«La spending review potrebbe annullare le differenze tra scuola paritaria e statale»
Da oggi, cliccando sul sito del Governo italiano alla voce “spending review”, i cittadini si troveranno davanti alla sezione “Esprimi un’opinione”, uno spazio dove potranno segnalare eventuali sprechi di denaro nei servizi pubblici. Anche se le denunce non potranno essere anonime, c’è chi già paventa, con qualche ragione, un incoraggiamento alla delazione e un segno di ammissione di incapacità operativa. Ma c’è anche chi questo appello lo prende sul serio e lo ritiene un’ennesima occasione per riprendere l’antica battaglia del “pluralismo dell’offerta formativa nella scuola italiana”. «Dire che non ci sono più soldi per la scuola mi sembra riduttivo», chiosa Maria Grazia Colombo, presidente uscente di Agesc. «La vera questione che ho sottoposto al dott. Enrico Bondi, a cui ho scritto una mail come cittadina italiana, è: “Quanto costa un alunno della scuola statale e quanto uno che frequenta la scuola paritaria?”

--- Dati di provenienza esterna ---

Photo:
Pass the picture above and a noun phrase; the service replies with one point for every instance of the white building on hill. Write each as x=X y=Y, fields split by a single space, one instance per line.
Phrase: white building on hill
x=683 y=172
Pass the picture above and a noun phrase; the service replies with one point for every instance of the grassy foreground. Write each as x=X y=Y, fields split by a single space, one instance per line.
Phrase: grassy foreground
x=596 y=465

Ma come presidente di Agesc, ha lei stessa dato una risposta con un documento pieno di numeri e dati
Certo, ma attenzione: qui non c’entra niente l’ideologia, la confessionalità, la filosofia, il pregiudizio. Il nostro è un discorso tecnico. C’è un modello paritario a cui guardare, come modello di autonomia responsabile in atto, che produca efficienza e qualità a minor costo.
Questo cosa c’entra con la spending review?
Il nostro dossier lo dimostra: la scuola paritaria sa quanto costa un suo alunno, in media 4000 euro. Perché non lo sa la scuola statale? Noi di Agesc, facendo una semplice operazione, abbiamo guardato all’impegno di spesa che lo Stato, attraverso la Finanziaria, mette in atto rispetto alla scuola statale: ogni alunno costa circa 6.600 euro. Un costo, questo, generato solo dagli stipendi degli insegnanti, in cui non è valutato il costo degli immobili, gestiti dagli enti locali e quindi non esposti in Finanziaria.
Quindi tagliamo la scuola statale?
Non dobbiamo risolvere i problemi delle risorse statali potenziando la scuola paritaria. Quello che contestiamo è la discriminante che c’è tra il costo dell’alunno della scuola paritaria e quello della statale, entrambi alunni del sistema nazionale d’istruzione. E questa discriminante potrebbe essere scardinata dalla spending review. Se Bondi mettesse mano al sistema scuola, non potrebbe ignorare il modello paritario e domandarsi come fanno a vivere queste scuole.
Mi scusi se insisto, ma per avere una scuola statale più snella è necessario operare dei tagli.
Non saranno tagli, bensì riequilibri. Anzi, toccando certe voci di spesa, come lo snellimento della struttura centrale, la riorganizzazione della struttura territoriale, la razionalizzazione dei distacchi e comandi, il riequilibrio della rete scolastica regionale e la proporzione tra docenti e classi di alunni, salterebbero fuori delle risorse. E sto parlando di scuola statale, dove ci sono poteri che si accavallano. La scuola paritaria non può permettersi niente di tutto ciò e deve fare sempre molta “sintesi”. Come scuole paritarie chiediamo il riequilibrio dei finanziamenti, e il riallineamento del costo per alunno, al seguito di un lavoro di razionalizzazione delle spese nella statale. Penso a Bondi come a un chirurgo che operi un corpo malato usando la precisione del bisturi e non il coltello del macellaio.